The CLI emits events such as run_started, dataset_check, training_status, metric, and run_finished. Dataset checks are deliberately structured as extension points. With --dataset-check full, list files are checked for basic structure; YOLOX validates image paths, bbox sidecar paths, bbox line format, class ranges, and numeric bbox values; SegFormer validates mask values unless --skip-mask-validation is passed. With --dataset-check none, the CLI emits a skipped dataset-check event and leaves dataset validation to the DeepDetect backend.

Visdom Metric Sink

Training can also stream scalar losses and metrics to Visdom:

deepdetect train yolox ... --visdom --run-name ring-hand-yolox

Visdom options:

--visdom / --no-visdom: enable or disable Visdom streaming.
--visdom-server: server URL, default http://localhost.
--visdom-port: server port, default 8097.
--visdom-base-url: base URL, default /.
--visdom-offline-ok / --no-visdom-offline-ok: continue with a warning if Visdom is unavailable, default enabled.
--visdom-save / --no-visdom-save: call vis.save([run_name]) on close.
--visdom-results / --no-visdom-results: upload sampled test-set prediction overlays, default enabled when Visdom is enabled.
--visdom-results-count: number of sampled result images per test set, default 10. Use 0 to disable result image uploads.
--visdom-results-seed: random seed for deterministic result-image resampling.

The Visdom environment name is the training run_name. Loss-like metrics whose names contain loss are each sent to their own line plot. mAP metrics are split by metric name, for example map, map-05, map-50, and map-90 use separate windows. Per-test-set metrics such as map-50_test0 and map-50_test1 are sent to the same map-50 window with traces named test0 and test1. Other numeric metrics are grouped into scale-compatible line plots. Non-numeric metrics are ignored with a one-time warning. Non-finite numeric values such as NaN and Inf are silently skipped for Visdom. Result images are resampled from every test set at each evaluation interval. Detection results draw predicted boxes and labels on input-sized images; segmentation results show mask overlays on input-sized images.

Inference Commands

Inference accepts one or more images and supports batches:

deepdetect infer yolox image1.jpg image2.jpg \
  --weights yolox-nano_cls2.pt \
  --repository runs/yolox-model \
  --batch-size 2 \
  --confidence-threshold 0.25 \
  --benchmark

deepdetect infer segformer image1.png image2.png \
  --weights segformer-b0-cls2.pt \
  --repository runs/segformer-model \
  --batch-size 2 \
  --visualize \
  --output outputs/

Shared inference options:

--gpu / --no-gpu: request or disable GPU execution.
--gpuid ID [ID ...]: select one or more GPU ids. Comma-separated values are also accepted, for example --gpuid 0,1. Use --gpuid -1 for all GPUs. Supplying --gpuid implies --gpu unless --no-gpu is explicitly passed, which is rejected.
--width, --height: image input size. Defaults stay profile-specific: YOLOX uses 640x640, SegFormer uses 480x480.
--batch-size: number of images per DeepDetect predict call.
--benchmark / --no-benchmark: emit or suppress benchmark statistics.
--warmup: run unmeasured warmup predictions before benchmarking.
--visualize / --no-visualize: produce or suppress visual outputs.
--output: file or directory for visual outputs.

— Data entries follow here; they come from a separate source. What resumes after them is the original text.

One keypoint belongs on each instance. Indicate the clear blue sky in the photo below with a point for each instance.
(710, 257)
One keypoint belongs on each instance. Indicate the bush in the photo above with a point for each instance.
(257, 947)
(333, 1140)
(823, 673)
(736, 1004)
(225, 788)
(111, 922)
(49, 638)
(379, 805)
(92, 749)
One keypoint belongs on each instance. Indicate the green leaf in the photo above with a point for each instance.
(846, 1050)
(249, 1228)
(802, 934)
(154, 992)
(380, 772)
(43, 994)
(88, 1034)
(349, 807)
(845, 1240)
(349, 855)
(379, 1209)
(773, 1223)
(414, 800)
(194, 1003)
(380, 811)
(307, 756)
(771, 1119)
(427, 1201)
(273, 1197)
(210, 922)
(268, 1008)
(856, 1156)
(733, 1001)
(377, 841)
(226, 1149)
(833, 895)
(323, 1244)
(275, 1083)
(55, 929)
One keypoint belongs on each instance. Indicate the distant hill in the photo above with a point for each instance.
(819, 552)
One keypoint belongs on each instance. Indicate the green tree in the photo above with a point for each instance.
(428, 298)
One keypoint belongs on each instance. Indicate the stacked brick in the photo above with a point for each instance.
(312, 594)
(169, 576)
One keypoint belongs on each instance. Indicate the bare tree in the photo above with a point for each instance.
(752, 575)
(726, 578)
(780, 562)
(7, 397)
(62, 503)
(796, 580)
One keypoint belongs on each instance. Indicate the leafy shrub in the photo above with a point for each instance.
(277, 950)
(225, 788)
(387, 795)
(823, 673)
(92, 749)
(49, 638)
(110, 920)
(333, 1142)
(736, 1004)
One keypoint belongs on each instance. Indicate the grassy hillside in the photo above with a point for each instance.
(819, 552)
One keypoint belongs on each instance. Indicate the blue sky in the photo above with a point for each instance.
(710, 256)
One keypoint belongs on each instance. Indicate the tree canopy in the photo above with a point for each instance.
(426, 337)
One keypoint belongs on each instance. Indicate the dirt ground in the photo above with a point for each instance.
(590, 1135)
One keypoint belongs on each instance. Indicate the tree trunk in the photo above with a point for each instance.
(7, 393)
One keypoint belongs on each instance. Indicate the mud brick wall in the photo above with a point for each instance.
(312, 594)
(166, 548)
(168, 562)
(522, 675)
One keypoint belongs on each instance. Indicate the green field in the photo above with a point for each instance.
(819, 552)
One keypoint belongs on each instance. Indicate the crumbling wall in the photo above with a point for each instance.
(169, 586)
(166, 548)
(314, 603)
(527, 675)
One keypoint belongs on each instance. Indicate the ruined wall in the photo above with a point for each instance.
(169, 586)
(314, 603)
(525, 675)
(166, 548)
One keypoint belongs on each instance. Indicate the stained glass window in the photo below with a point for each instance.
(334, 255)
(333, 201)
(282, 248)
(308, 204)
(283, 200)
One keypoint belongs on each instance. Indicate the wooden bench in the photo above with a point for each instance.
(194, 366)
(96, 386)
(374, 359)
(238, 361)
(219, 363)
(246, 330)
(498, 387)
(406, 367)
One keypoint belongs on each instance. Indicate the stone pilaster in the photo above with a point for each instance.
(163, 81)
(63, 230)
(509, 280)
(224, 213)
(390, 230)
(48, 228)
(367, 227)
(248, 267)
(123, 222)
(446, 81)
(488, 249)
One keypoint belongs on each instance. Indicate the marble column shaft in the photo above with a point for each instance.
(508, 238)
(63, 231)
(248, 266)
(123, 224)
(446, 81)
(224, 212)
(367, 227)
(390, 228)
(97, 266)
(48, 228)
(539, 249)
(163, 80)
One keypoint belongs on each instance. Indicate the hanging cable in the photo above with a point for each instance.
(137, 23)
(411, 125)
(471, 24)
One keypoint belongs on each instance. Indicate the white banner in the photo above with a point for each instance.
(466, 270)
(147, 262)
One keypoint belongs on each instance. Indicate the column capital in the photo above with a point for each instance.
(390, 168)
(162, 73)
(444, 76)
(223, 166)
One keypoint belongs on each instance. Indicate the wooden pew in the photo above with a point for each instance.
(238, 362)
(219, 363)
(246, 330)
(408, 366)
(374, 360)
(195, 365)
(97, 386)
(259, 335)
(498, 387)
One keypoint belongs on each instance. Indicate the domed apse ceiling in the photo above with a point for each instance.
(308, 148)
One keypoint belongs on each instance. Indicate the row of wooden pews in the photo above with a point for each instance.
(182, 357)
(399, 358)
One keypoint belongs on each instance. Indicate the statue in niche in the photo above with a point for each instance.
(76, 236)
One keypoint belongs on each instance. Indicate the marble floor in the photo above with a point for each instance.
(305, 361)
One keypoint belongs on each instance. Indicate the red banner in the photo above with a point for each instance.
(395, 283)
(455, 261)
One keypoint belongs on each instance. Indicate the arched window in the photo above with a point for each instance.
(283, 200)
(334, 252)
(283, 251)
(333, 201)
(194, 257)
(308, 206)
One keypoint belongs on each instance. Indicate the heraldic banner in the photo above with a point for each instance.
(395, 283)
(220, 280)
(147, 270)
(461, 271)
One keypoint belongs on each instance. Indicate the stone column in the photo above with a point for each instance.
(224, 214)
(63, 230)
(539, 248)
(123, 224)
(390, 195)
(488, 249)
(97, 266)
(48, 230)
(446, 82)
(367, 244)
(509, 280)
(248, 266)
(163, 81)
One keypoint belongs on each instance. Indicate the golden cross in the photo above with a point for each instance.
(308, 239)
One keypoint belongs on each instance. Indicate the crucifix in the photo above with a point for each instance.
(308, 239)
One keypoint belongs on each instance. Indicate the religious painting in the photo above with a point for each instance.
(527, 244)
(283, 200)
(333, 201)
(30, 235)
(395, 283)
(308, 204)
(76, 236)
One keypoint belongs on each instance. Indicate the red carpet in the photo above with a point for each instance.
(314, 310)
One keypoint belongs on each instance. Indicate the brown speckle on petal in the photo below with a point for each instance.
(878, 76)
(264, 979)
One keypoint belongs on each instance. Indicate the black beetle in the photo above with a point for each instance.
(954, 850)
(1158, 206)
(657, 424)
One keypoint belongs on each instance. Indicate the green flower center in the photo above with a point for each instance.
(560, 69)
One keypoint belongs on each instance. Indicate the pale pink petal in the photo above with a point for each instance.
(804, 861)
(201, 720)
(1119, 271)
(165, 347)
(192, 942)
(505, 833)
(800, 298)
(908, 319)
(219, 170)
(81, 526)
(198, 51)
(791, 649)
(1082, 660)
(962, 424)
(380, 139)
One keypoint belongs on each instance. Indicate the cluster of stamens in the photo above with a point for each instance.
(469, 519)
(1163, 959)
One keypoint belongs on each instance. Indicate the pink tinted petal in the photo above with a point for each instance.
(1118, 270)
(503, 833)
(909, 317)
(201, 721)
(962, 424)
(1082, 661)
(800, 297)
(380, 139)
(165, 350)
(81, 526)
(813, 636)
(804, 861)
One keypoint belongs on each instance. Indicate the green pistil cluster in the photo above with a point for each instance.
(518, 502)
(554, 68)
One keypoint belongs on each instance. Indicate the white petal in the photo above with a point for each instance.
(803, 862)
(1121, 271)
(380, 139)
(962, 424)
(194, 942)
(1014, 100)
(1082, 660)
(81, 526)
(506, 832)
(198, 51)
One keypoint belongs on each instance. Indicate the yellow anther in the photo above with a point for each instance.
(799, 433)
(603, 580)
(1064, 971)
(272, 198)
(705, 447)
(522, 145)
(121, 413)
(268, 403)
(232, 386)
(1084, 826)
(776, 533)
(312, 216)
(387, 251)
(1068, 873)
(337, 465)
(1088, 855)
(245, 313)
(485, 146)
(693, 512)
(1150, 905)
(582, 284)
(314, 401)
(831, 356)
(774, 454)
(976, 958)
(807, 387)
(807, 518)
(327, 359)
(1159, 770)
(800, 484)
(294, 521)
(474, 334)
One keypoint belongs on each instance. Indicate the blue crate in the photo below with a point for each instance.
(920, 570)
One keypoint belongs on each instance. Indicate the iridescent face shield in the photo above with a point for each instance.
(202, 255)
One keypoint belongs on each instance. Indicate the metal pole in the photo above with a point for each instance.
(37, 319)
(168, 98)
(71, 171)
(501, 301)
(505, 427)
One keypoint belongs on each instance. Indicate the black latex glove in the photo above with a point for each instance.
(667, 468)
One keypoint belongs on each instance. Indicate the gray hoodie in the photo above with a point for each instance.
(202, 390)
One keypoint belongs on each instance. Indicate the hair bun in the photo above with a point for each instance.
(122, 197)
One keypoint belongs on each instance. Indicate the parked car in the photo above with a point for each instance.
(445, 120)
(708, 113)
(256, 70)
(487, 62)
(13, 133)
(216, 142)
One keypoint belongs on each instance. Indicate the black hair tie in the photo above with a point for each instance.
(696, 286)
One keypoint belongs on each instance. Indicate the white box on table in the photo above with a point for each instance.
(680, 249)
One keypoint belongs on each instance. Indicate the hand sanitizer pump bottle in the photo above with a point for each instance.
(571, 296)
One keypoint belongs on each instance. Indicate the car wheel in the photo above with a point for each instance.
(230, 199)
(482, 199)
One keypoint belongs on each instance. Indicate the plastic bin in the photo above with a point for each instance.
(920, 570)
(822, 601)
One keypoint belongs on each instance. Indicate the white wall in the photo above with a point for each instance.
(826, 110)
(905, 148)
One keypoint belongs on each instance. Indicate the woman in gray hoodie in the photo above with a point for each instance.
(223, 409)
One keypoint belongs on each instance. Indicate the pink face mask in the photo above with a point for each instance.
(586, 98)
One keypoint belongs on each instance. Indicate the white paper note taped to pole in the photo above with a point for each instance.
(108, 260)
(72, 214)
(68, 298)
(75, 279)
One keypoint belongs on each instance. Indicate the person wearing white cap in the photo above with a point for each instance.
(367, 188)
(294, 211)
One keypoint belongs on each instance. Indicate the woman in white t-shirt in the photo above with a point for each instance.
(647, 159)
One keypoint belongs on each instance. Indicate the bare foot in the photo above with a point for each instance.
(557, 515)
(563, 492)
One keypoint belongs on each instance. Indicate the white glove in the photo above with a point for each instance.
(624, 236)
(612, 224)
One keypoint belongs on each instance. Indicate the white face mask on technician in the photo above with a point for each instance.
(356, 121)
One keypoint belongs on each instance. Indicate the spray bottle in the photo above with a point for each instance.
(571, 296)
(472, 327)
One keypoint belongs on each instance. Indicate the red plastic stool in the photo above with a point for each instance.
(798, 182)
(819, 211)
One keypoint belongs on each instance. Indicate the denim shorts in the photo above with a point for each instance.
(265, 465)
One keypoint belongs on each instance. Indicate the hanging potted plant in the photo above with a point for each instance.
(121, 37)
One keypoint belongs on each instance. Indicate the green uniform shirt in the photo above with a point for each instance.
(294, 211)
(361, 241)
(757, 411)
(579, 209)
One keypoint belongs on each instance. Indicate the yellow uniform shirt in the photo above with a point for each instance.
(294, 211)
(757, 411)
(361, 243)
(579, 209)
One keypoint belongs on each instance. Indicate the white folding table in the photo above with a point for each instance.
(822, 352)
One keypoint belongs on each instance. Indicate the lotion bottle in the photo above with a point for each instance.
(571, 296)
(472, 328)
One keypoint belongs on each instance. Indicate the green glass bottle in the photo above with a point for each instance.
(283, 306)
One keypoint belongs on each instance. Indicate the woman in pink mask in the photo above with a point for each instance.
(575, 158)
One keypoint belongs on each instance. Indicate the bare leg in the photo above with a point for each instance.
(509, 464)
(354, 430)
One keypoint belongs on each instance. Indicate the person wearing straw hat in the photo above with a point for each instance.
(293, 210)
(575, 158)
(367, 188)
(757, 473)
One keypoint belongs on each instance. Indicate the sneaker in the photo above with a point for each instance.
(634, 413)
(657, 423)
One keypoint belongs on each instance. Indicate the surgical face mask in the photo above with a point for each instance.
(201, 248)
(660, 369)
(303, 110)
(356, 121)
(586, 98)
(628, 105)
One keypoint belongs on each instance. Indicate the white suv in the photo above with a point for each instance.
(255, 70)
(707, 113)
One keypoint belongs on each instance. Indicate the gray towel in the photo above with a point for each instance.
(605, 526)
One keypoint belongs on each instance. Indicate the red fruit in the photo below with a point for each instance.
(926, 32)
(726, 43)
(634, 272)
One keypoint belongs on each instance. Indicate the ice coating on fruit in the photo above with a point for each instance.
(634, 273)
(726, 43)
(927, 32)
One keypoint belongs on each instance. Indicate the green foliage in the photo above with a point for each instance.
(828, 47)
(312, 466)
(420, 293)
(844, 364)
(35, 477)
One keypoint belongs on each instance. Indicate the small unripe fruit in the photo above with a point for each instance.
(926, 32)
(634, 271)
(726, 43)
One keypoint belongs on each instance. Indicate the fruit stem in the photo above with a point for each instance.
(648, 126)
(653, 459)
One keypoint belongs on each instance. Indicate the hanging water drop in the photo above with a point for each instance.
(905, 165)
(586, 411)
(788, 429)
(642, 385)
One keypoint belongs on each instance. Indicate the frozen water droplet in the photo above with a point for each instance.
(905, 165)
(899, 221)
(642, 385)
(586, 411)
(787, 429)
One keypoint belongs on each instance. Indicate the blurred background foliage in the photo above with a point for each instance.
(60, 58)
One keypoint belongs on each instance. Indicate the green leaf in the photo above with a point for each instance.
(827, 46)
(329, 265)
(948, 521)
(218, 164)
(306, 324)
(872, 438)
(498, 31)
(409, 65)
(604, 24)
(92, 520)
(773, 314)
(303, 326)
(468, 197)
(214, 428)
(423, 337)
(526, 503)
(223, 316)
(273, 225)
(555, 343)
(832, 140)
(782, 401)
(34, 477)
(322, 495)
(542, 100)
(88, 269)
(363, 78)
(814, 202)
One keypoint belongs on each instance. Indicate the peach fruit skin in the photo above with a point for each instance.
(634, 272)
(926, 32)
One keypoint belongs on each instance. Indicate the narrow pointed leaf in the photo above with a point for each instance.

Prediction events include the image path, per-image wall-clock inference time, and the raw DeepDetect prediction payload, including available confidence values.

Monitoring

Version 1 uses DeepDetect async training plus structured stdout as the primary agent monitoring path. Agents can monitor the active process by reading JSONL events and can inspect the latest persisted status with:

deepdetect job status MODEL_REPOSITORY

An embedded REST status endpoint is intentionally deferred. A future HTTP adapter should reuse the same run manifest and DeepDetect job polling logic.

Extension Points

The implementation is split into small modules so future model families and agent interfaces can be added without changing the command contract:

Model profiles define service, train, and predict parameter defaults.
Dataset checks return structured results and may be expanded into richer validators.
Metric sinks accept metric events and can later forward them to TensorBoard, MLflow, Weights & Biases, or a DeepDetect-specific dashboard.
Visualization helpers are optional and only run when requested.